Un ghetto e una lotta che ha impiegato più di 25 anni per arrivare finalmente a veder riconosciuti diritti elementari, ma sempre negati. E’ la storia di via Lugo: un centro alberghiero per accogliere e smistare i migranti arrivati a Genova, per un tempo massimo di diciotto mesi.

Sembra cronaca di oggi, invece no. La data di nascita di quei cinque caseggiati è l’aprile del 1952 e gli “ospiti” eravamo noi: persone arrivate dal Sud Italia in cerca di lavoro.

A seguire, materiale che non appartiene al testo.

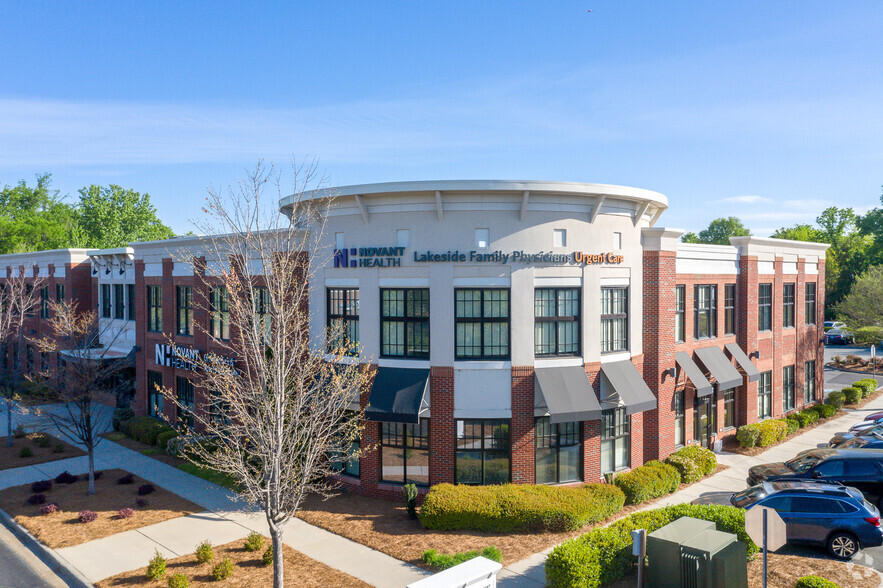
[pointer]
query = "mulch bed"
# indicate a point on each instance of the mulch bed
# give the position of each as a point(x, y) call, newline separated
point(249, 571)
point(9, 456)
point(63, 529)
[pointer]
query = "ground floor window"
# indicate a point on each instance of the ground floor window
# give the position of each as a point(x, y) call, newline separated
point(483, 449)
point(558, 452)
point(615, 440)
point(404, 453)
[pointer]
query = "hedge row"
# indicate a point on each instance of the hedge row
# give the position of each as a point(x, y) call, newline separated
point(509, 508)
point(604, 555)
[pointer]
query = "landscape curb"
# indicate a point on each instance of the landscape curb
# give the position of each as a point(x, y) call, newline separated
point(57, 564)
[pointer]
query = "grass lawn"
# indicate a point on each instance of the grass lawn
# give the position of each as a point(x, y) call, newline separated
point(63, 529)
point(10, 456)
point(249, 571)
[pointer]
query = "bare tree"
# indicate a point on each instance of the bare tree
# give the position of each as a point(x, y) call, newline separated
point(86, 369)
point(19, 300)
point(275, 415)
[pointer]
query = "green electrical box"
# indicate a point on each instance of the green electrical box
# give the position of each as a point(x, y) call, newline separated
point(664, 550)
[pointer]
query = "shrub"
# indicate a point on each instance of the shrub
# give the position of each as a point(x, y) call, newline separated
point(254, 541)
point(512, 508)
point(49, 508)
point(156, 569)
point(815, 582)
point(204, 552)
point(604, 555)
point(87, 516)
point(41, 486)
point(650, 480)
point(223, 570)
point(836, 399)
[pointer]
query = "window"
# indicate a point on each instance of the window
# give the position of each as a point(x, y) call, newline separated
point(343, 319)
point(680, 313)
point(705, 311)
point(615, 440)
point(154, 309)
point(730, 309)
point(764, 307)
point(788, 399)
point(810, 303)
point(765, 395)
point(729, 408)
point(105, 300)
point(119, 306)
point(556, 321)
point(130, 298)
point(614, 319)
point(788, 306)
point(558, 452)
point(404, 453)
point(481, 329)
point(220, 317)
point(482, 451)
point(184, 390)
point(184, 303)
point(404, 322)
point(154, 394)
point(809, 382)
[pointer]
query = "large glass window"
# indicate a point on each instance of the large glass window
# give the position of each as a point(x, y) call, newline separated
point(482, 451)
point(765, 395)
point(343, 318)
point(705, 311)
point(558, 452)
point(404, 322)
point(788, 305)
point(764, 307)
point(481, 328)
point(788, 400)
point(154, 394)
point(154, 309)
point(809, 382)
point(680, 313)
point(614, 319)
point(730, 309)
point(556, 321)
point(184, 302)
point(810, 303)
point(615, 440)
point(404, 453)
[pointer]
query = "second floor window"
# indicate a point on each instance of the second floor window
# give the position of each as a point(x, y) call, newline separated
point(184, 303)
point(705, 311)
point(614, 319)
point(154, 309)
point(481, 329)
point(556, 326)
point(404, 322)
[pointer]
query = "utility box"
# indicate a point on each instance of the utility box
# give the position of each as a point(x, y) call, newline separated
point(664, 550)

Corsi e ricorsi della storia, cui lo SPI Cgil di Genova ha deciso di dedicare un percorso di approfondimento, coinvolgendo gli studenti del Liceo classico e linguistico Colombo.

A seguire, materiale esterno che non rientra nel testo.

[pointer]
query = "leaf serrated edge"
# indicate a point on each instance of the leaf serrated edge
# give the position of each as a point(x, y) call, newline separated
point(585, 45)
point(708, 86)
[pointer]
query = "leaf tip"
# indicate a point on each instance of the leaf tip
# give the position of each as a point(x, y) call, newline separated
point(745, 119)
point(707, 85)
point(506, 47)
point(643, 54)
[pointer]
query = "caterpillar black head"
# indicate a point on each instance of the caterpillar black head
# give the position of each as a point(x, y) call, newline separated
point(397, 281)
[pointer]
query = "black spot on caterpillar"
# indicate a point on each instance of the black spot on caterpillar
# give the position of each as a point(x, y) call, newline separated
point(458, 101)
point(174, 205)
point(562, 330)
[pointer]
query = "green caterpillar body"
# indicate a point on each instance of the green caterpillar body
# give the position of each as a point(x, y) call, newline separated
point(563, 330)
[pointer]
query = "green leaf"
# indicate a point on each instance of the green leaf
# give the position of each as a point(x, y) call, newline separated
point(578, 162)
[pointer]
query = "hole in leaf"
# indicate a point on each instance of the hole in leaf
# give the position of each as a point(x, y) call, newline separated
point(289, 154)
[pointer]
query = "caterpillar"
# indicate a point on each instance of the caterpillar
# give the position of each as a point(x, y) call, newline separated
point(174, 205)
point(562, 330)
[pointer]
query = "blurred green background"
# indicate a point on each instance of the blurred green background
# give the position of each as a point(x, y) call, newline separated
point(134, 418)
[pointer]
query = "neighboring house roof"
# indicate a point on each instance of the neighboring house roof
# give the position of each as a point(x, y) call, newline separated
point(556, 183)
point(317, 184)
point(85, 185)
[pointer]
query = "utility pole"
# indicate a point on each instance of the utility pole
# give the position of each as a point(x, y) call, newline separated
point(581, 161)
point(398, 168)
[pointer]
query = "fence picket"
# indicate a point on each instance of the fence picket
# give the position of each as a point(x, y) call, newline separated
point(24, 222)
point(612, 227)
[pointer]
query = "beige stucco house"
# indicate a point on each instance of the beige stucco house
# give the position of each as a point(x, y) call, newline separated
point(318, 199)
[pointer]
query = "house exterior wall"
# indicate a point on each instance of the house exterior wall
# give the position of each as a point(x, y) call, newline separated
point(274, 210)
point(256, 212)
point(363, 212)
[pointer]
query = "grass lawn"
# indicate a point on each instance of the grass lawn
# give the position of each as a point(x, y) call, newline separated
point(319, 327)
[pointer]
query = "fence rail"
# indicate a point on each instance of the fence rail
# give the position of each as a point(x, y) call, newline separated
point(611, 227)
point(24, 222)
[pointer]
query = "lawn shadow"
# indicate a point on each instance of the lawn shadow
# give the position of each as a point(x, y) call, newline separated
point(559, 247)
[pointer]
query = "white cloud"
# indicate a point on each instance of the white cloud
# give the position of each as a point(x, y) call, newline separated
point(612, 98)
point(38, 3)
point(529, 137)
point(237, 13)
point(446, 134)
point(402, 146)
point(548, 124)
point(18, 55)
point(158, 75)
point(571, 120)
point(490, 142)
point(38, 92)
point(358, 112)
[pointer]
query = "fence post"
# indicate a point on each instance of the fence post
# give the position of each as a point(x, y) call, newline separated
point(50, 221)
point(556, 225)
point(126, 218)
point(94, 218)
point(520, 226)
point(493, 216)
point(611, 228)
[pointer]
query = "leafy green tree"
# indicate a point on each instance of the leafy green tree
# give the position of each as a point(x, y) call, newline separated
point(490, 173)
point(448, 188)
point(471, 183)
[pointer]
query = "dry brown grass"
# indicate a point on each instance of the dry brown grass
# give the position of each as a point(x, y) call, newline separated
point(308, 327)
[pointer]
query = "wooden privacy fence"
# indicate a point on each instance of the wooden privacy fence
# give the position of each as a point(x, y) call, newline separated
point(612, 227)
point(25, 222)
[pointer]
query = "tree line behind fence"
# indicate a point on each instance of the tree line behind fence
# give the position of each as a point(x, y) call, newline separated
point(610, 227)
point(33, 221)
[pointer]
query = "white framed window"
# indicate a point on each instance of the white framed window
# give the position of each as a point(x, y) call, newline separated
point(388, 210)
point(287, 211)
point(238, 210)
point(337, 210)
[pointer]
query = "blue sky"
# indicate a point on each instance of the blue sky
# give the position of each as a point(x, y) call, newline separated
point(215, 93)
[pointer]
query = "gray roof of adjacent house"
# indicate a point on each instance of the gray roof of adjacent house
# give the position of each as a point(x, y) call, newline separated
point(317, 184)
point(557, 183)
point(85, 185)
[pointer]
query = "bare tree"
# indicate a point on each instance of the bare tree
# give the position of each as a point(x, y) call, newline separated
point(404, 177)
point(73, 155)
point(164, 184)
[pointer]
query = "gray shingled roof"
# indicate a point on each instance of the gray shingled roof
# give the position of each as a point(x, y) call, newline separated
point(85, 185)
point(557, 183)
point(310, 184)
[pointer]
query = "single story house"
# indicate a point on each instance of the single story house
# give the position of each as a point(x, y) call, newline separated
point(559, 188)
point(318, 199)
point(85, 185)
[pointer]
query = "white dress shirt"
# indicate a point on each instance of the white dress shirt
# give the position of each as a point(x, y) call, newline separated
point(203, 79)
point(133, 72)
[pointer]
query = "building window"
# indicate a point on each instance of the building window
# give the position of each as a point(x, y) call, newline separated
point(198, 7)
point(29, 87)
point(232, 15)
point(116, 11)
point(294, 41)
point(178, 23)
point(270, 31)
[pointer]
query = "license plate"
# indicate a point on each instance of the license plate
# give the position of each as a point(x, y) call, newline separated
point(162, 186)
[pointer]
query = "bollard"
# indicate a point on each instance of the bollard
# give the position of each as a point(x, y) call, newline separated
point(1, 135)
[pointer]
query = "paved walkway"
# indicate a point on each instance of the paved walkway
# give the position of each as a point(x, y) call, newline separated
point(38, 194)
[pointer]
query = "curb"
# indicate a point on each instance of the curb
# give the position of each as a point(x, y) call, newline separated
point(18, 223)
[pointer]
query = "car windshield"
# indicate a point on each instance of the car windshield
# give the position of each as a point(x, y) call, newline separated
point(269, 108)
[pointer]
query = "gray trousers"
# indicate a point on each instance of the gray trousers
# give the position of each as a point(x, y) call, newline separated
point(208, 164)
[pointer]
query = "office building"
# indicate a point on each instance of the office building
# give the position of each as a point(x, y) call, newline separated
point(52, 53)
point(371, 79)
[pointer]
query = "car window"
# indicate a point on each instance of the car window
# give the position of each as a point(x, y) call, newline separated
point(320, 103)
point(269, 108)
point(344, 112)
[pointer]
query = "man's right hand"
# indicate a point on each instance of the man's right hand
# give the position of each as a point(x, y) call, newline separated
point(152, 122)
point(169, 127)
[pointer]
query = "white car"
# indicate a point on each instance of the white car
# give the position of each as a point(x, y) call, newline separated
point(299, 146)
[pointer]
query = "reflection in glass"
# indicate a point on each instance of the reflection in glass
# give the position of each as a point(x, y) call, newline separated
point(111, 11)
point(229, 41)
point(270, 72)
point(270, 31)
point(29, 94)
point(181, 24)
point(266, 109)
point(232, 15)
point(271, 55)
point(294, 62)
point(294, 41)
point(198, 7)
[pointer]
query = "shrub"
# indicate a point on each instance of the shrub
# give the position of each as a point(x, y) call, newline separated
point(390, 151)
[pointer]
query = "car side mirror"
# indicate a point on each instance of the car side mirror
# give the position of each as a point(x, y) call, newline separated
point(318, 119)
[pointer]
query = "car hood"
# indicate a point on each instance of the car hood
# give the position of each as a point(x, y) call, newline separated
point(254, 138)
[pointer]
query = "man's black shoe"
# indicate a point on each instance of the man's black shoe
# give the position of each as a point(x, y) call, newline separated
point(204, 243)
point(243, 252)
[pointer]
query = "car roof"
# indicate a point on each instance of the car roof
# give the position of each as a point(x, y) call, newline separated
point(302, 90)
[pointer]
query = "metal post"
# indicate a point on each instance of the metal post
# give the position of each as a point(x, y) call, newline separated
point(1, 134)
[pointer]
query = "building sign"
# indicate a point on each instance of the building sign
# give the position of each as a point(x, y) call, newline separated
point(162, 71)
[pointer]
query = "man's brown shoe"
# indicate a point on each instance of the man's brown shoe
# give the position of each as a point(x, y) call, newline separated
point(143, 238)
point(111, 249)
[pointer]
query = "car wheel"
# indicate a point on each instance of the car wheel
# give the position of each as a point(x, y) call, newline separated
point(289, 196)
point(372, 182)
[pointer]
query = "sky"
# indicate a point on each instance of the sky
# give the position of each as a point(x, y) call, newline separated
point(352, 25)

Si scopre così, grazie alla tesi di laurea di Michele Giordano e alle foto di Angelo Gaulco, che quel centro “gaio, intimo e dotato di ogni comfort”, era in realtà sorvegliato 24 ore su 24, che gli abitanti erano schedati e che per entrare bisognava presentare una tessera di riconoscimento. E poi i servizi in comune e le docce a pagamento, l’acqua che non arrivava ai piani alti, il sovraffollamento.

Infine, dopo lunghissimi anni, il riscatto: nel 1972/73 nasce un Comitato inquilini e iniziano le lotte per i diritti. Arrivano i corsi serali per ragazze e ragazzi, contro l’emerginazione scolastica, le prime migliorie e poi, con la giunta Cerofolini, i lavori di ristrutturazione degli stabili. “Il Lavoro”, nel maggio 1980, titola “Via Lugo, un ghetto scomparso”. Con la fine del Centro, però, a San Teodoro arrivano anche, in parte, i trasferimenti di abitanti, nelle case popolari del Cep e di Sestri Ponente: a disperderne una cultura fatta di difficoltà quotidiane, ma anche di lotta ed emancipazione.